John, you remember, we started branch optimization a number of years ago and as we’ve acquired banks, we reposition within market and do consolidations. And that’s a regular and ongoing process within the Company as we do branch profitability analysis. So, we will continue to work on improving our branch network.

John Moran - Macquarie Capital Securities

Analyst

Great, that’s helpful and actually leads me into the next one on M&A. Todd, thoughts there? Chatter increasing, are you guys still looking around I mean, obviously you’ve got some excess capital that you could deploy, and I think you’ve had some really good success with one that you did in Pittsburgh. Maybe just a quick update there and in terms of how Pittsburgh is tracking and then thoughts going forward?

Todd Clossin

Management

The Pittsburgh is doing very well. It got kind of equated as that one plus one equals three in terms of the presence we had, the presence Fidelity had and combined together we didn’t miss a beat we just continue to grow after the merger took place, so that’s been a real success for us. And we lean heavily on the people that came with us as a result of that acquisition to help lead and grow that marketplace.
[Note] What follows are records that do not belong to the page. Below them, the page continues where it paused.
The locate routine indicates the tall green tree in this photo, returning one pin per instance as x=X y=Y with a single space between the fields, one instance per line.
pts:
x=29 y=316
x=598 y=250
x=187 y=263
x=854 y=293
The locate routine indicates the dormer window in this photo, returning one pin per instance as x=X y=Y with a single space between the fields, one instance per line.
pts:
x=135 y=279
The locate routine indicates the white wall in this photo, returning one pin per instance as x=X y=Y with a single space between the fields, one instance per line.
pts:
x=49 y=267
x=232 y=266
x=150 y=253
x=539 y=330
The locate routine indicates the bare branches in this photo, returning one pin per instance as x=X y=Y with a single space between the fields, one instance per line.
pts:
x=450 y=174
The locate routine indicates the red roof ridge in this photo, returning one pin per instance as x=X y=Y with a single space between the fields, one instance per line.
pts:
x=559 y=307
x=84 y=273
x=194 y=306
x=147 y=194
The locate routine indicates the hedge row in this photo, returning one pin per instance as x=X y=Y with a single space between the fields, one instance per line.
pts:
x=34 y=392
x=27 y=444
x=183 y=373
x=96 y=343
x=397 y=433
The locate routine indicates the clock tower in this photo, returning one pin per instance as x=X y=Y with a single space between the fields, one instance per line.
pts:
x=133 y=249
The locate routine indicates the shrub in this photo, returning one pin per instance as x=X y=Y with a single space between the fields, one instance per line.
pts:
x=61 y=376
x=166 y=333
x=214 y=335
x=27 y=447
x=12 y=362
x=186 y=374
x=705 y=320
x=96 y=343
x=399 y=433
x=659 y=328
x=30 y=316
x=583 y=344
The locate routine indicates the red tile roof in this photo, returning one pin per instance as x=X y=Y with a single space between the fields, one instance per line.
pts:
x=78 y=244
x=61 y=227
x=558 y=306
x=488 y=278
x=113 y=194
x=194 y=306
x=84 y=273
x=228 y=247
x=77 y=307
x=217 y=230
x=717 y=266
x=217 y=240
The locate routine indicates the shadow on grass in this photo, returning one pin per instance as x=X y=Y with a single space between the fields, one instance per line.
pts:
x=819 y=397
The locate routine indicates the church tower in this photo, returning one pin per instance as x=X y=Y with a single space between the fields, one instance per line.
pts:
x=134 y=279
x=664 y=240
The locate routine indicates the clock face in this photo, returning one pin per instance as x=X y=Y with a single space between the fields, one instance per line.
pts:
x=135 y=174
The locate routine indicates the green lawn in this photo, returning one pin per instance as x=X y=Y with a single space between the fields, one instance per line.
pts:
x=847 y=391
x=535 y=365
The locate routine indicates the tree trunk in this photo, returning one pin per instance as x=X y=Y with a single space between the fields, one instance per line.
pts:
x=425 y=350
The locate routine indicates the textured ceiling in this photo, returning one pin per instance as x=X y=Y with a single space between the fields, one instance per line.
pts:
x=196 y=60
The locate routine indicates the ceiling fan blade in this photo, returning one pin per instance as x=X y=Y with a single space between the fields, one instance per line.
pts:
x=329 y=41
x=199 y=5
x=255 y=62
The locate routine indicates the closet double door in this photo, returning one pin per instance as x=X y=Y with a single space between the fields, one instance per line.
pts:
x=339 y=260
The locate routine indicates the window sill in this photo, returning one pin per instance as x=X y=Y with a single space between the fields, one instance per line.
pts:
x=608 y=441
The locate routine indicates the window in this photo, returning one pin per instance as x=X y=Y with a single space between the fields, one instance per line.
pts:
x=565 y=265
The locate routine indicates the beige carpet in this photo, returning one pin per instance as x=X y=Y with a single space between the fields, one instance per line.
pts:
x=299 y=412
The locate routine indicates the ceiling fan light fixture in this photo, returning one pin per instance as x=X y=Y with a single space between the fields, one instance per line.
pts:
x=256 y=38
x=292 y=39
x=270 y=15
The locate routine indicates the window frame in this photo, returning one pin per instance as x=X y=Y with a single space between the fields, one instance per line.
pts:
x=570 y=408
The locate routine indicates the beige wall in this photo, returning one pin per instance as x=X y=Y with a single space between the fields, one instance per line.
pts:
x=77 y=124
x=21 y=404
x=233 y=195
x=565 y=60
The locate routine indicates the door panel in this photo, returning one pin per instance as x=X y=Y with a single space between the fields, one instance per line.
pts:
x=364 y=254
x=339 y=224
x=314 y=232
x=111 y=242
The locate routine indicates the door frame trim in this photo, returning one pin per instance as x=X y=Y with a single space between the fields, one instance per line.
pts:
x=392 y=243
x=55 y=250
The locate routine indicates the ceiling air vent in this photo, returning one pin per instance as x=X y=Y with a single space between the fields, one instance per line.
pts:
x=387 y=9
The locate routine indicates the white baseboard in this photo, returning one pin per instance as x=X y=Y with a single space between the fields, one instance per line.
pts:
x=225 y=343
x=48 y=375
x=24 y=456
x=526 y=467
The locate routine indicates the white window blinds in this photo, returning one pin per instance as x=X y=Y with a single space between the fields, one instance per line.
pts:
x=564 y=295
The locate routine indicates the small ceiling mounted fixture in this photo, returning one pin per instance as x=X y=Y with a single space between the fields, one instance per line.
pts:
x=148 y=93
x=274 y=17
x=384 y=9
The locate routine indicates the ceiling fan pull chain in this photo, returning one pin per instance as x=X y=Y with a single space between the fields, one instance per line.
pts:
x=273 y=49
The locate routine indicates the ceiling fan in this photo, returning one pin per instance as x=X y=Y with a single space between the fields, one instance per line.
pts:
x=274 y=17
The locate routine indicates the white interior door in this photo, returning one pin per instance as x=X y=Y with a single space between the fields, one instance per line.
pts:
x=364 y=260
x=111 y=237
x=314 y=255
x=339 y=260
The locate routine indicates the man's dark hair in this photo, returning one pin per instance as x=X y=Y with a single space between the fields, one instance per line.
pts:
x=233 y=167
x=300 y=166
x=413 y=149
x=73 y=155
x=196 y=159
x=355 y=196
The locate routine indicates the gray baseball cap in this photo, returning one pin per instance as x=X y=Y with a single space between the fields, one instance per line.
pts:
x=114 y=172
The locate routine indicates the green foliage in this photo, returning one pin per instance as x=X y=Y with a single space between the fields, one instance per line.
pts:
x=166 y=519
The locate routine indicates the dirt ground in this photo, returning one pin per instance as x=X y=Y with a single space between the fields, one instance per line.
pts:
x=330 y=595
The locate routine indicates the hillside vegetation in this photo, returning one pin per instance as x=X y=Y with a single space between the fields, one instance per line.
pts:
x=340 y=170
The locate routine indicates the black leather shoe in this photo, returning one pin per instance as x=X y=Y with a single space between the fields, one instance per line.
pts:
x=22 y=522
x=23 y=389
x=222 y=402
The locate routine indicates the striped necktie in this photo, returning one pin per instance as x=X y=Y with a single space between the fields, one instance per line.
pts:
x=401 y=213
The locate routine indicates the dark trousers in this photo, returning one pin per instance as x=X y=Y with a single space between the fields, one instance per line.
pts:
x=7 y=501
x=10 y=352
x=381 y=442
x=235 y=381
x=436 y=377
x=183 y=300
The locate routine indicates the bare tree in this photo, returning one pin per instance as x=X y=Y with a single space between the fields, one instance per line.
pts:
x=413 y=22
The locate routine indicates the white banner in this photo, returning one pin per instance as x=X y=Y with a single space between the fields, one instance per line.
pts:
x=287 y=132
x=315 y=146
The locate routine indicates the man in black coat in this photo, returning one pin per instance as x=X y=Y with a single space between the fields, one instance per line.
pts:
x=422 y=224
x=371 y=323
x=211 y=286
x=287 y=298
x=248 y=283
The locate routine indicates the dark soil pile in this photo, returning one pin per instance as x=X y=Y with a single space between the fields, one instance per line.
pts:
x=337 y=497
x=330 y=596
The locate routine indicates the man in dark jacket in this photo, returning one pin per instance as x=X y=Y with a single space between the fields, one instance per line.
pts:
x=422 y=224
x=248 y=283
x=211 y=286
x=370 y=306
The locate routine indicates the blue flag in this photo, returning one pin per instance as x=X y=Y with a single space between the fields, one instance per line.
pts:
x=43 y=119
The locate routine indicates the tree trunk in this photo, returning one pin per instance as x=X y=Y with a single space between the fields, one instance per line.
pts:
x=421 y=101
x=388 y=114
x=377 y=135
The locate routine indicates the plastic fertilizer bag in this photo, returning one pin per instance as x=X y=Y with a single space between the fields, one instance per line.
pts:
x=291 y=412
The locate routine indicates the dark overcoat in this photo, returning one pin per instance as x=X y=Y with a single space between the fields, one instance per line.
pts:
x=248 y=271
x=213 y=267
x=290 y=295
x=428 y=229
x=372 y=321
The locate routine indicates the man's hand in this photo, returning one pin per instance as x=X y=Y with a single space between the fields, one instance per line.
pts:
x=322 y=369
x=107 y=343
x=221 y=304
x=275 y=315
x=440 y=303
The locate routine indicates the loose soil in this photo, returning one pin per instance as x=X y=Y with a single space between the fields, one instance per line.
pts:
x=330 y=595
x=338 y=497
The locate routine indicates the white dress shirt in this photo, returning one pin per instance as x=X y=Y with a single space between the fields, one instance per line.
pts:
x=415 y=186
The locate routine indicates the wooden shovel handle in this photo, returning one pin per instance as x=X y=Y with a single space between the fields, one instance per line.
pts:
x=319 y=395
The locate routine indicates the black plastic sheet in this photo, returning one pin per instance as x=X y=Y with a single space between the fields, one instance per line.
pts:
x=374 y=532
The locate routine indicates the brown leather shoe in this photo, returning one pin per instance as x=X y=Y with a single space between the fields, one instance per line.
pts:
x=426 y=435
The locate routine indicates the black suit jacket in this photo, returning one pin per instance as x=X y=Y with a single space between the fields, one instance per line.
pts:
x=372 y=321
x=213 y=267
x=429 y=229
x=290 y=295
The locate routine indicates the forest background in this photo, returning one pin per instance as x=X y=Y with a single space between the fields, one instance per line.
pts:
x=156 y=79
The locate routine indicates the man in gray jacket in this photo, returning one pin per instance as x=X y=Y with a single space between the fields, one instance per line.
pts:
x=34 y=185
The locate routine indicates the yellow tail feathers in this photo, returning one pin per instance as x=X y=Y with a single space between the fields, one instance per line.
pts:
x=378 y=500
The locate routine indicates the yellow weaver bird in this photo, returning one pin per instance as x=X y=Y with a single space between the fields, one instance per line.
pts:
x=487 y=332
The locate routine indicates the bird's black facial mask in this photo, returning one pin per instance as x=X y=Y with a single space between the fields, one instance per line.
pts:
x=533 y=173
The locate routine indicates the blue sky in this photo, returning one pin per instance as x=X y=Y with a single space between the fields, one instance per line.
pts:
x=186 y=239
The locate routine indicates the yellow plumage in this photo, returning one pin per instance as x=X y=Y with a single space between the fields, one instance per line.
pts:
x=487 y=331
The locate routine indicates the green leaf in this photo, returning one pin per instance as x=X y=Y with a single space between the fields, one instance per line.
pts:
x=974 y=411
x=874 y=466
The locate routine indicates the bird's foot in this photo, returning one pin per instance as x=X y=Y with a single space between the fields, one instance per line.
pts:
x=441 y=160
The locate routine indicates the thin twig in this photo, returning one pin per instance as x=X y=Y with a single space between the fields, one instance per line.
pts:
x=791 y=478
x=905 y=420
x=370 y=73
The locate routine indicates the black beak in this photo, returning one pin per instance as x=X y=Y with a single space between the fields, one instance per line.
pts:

So that’s been a great opportunity for us. We do see opportunities from time-to-time. We continue to be disciplined. One of things I really enjoyed about this Bank is we got a good strong focused effort on organic growth and we don’t have to stretch to do deals that maybe some others might have to do to show improvement in earnings from year-to-year. We want to build an organic growth engine that allows that to happen. But we are interested in M&A opportunities if they are the right fit and they bring the right attributes to our Company, whether it’d be in market or whether it’d be in urban markets contingent to our markets. We’re interested in all of those. But we’ve always been disciplined. And if you look back over the history of our Company and look what’s happened from shareholder value retention and creation standpoint, we’ve used capital very well. We see all the activity that’s occurring but we also want to stay disciplined in terms of what we’re doing.

John Moran - Macquarie Capital Securities

Analyst

Got it. Thanks very much for taking questions.

Todd Clossin

Management

Sure.

Jim Gardill

Analyst

Okay John thank you very much.

Operator

Operator

(Operator Instructions) This concludes our question-and-answer answer. I would like to turn the conference back over to Todd Clossin for any closing remarks.

Jim Gardill

Analyst

Patrick, I will go ahead and close. Thank you very much. I did want to comment that we wore Todd out doing the entire presentation but I appreciated his role in presenting to you our conference call information this morning. It was a great quarter. We had an excellent quarter and the positive thing is we showed revenue growth, positive operating leverage, controlled expenses. And we had contributors across multiple business lines. So, it’s great to complete the first half of the year on such positive momentum. And we were pleased that you were all were able to participate in the call this morning and thank you very much for questions and participation. And we will close out Patrick. Thank you very much.

Operator

Operator

The conference has now concluded. Thank you for attending today’s presentation. You may now disconnect.